Question

Let \( X \) be a random variable having the Poisson distribution with mean \( \log_e 2 \). Then \( E\left( e^{(\log_e 3)X} \right) \) equals:

• A. 1
• B. 2
• C. 3
• D. 4

Hint:

For Poisson-distributed random variables, the moment-generating function is useful for calculating expectations of exponential functions of the random variable.

Answer 1

The Correct Option is D

The Poisson distribution is given by the probability mass function:

\[ P(X = k) = \frac{\lambda^k e^{-\lambda}}{k!}, \quad k = 0, 1, 2, \dots \] where \( \lambda = \log_e 2 \) is the mean. We are asked to find \( E\left( e^{(\log_e 3)X} \right) \).

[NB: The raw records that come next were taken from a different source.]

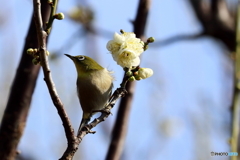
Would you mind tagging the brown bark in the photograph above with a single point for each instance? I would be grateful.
(16, 112)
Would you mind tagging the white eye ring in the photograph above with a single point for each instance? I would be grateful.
(81, 58)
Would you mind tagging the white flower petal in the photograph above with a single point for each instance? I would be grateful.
(145, 73)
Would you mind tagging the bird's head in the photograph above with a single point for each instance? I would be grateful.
(85, 64)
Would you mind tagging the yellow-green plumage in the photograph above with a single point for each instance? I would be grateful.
(94, 85)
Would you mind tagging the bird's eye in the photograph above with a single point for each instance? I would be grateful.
(81, 58)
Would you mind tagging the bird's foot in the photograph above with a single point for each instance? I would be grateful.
(105, 110)
(87, 129)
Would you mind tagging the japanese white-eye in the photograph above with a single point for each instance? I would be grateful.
(94, 86)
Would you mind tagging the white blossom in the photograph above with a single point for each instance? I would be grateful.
(126, 49)
(144, 73)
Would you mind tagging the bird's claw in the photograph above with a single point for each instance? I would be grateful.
(85, 128)
(105, 110)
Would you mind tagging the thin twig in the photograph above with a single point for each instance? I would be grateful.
(72, 147)
(42, 35)
(236, 97)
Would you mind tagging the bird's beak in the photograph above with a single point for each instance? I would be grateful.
(71, 57)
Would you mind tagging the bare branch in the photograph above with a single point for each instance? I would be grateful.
(16, 112)
(42, 35)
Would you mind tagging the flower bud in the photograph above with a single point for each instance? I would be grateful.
(132, 78)
(129, 73)
(59, 16)
(47, 53)
(30, 51)
(35, 61)
(145, 73)
(150, 40)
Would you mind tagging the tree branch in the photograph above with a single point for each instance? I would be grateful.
(16, 112)
(42, 35)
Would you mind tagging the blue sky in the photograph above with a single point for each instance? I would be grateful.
(181, 112)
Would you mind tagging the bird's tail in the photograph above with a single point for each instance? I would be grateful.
(84, 121)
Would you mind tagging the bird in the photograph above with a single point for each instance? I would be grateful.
(94, 86)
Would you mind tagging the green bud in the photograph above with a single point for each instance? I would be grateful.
(145, 47)
(121, 31)
(35, 50)
(129, 73)
(150, 40)
(35, 61)
(50, 1)
(59, 16)
(30, 51)
(132, 78)
(47, 53)
(137, 78)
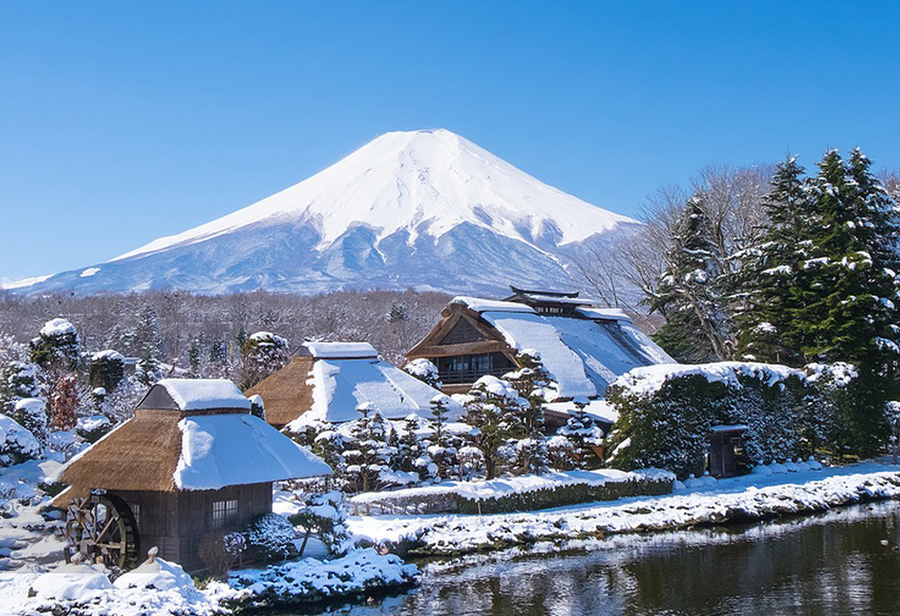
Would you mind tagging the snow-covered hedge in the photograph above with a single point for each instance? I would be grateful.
(666, 412)
(16, 443)
(310, 580)
(525, 493)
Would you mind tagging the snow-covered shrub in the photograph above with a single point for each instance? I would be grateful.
(424, 370)
(64, 400)
(324, 515)
(221, 551)
(370, 452)
(263, 353)
(93, 428)
(666, 412)
(495, 409)
(57, 346)
(31, 414)
(257, 407)
(16, 443)
(584, 437)
(270, 538)
(107, 369)
(18, 380)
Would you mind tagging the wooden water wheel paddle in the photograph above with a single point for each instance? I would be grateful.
(102, 529)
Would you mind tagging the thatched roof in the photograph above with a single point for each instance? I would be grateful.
(286, 393)
(332, 380)
(165, 450)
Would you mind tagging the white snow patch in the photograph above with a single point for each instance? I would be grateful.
(204, 394)
(237, 449)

Step 1: Recognizing the moment-generating function of a Poisson random variable.
The moment-generating function (MGF) of a Poisson random variable \( X \) with mean \( \lambda \) is given by:

\[ M_X(t) = E(e^{tX}) = e^{\lambda (e^t - 1)} \] Substituting \( t = \log_e 3 \) and \( \lambda = \log_e 2 \), we get:

\[ E\left( e^{(\log_e 3)X} \right) = e^{\lambda (e^{\log_e 3} - 1)} \] Step 2: Simplifying the expression.
Since \( e^{\log_e 3} = 3 \), the expression becomes:

\[ E\left( e^{(\log_e 3)X} \right) = e^{\log_e 2 (3 - 1)} = e^{2 \log_e 2} \] Step 3: Final calculation.
Using the property of logarithms \( e^{\log_e a} = a \), we find:

\[ e^{2 \log_e 2} = 2^2 = 4 \] Therefore, the correct answer is \( \boxed{4} \).